What does Brutus mean when he says that Mark Antony is but a limb of Caesar?
The words quoted above are said by Brutus to Cassius. Brutus, a true idealist, believes that only Caesar should be assassinated; he views Antony as “but a limb of Caesar” who would be powerless once the “head”, Caesar, is eliminated.
What three words does the note that Brutus reads tell him to do?
Brutus reads the letter, which accuses him of sleeping while Rome is threatened: “Brutus, thou sleep’st. Awake, and see thyself” (II.
What does hide it in smiles and affability mean?
Seek none,conspiracy; / Hide it in smiles and affability.” What is Brutus advising his fellow conspirators to do? Brutus is saying that the conspiracy is afraid to show their faces, even at night. Instead, hide your true face behind smiles and friendliness. He wants them to act like everything is completely normal.
What does Lucius find on Brutus bed?
What is written in the letters that Lucius finds on Brutus’ bed? “Speak, strike, redress.”
What do the letters Brutus receives urge him to do?
What does the writer of the letter Lucius finds urge Brutus to do? The writer urges Brutus to “speak, strike, redress.” Brutus takes that to mean that he should take action against Caesar becoming king.
Is Antony a limb of Caesar?
Like wrath in death and envy afterwards, For Antony is but a limb of Caesar. Let us be sacrificers but not butchers, Caius.
Who said this we shall be called purgers not murderers?

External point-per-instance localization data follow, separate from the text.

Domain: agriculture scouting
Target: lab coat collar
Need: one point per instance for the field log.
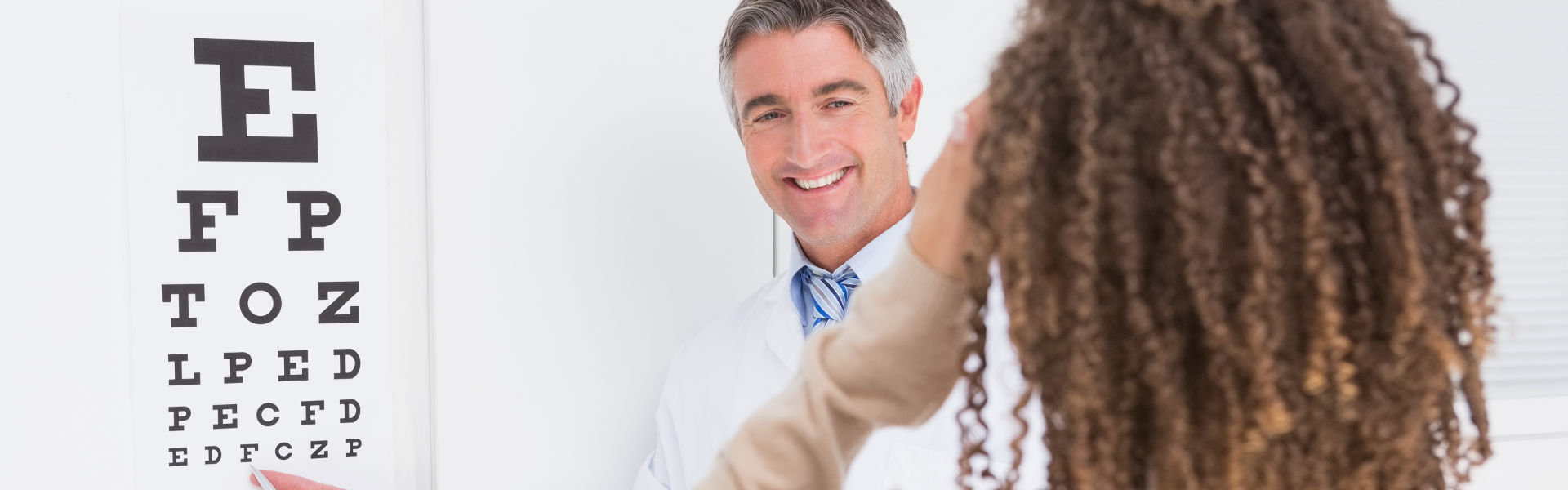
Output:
(869, 261)
(784, 335)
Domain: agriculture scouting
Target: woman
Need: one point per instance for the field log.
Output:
(1241, 247)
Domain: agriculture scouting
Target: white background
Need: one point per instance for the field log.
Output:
(584, 189)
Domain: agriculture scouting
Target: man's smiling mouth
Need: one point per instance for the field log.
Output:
(823, 181)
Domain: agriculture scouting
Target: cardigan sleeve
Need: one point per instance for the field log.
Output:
(891, 363)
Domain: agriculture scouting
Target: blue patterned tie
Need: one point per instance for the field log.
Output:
(826, 296)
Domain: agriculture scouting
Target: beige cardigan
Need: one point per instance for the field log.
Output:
(891, 363)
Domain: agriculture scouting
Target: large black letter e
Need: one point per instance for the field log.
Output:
(235, 145)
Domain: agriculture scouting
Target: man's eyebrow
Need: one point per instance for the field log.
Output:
(841, 85)
(761, 101)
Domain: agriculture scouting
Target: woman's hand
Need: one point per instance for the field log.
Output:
(940, 233)
(284, 481)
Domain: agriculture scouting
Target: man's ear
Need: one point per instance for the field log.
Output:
(908, 110)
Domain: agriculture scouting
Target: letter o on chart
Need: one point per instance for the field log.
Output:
(245, 304)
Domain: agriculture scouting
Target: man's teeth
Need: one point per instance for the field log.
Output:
(822, 181)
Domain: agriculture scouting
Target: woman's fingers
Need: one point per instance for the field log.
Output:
(940, 229)
(284, 481)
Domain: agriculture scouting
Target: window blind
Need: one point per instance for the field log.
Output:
(1510, 60)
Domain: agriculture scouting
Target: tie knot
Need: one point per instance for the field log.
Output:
(826, 294)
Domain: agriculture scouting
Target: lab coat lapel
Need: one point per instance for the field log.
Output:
(783, 328)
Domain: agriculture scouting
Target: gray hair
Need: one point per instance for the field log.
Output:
(875, 27)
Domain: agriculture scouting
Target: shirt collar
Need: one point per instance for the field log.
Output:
(867, 263)
(871, 260)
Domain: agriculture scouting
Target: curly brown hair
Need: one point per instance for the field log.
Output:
(1241, 247)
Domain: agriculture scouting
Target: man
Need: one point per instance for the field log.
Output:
(823, 96)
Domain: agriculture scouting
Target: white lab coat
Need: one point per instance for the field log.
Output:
(746, 355)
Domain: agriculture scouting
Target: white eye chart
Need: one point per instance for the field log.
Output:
(257, 209)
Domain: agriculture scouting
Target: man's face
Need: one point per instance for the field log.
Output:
(823, 146)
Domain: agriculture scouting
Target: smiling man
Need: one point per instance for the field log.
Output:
(823, 96)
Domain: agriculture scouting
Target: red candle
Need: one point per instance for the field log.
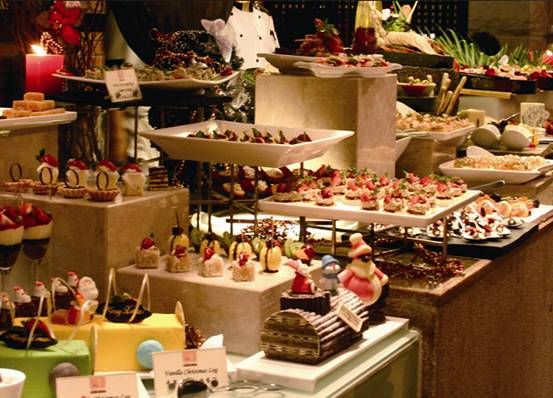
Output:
(38, 73)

Cassius says this to the conspirators. This quote foreshadows that Mark Antony will outlive Caesar. “Let us be sacrificers not butchers, let’s kill him boldly not wrathfully, we shall be called purgers, not murderers. Brutus says this to the conspirators.
What does monstrous visage mean?
Visage is a literary term for referring to someone’s face or facial features. O, then by day/Where wilt thou find a cavern dark enough/To mask thy monstrous visage?” Now there’s a quote that will help you remember the meaning of visage, and even give you nightmares.
What is meant by the voluntary wound Portia speaks of what does this reveal about Portia’s character?
Portia uses her “voluntary wound” as a way of showing her weakness and demonstrating to Brutus that she is not strong enough to be considered equal to noble Roman men (line 323), and therefore, unworthy of his trust.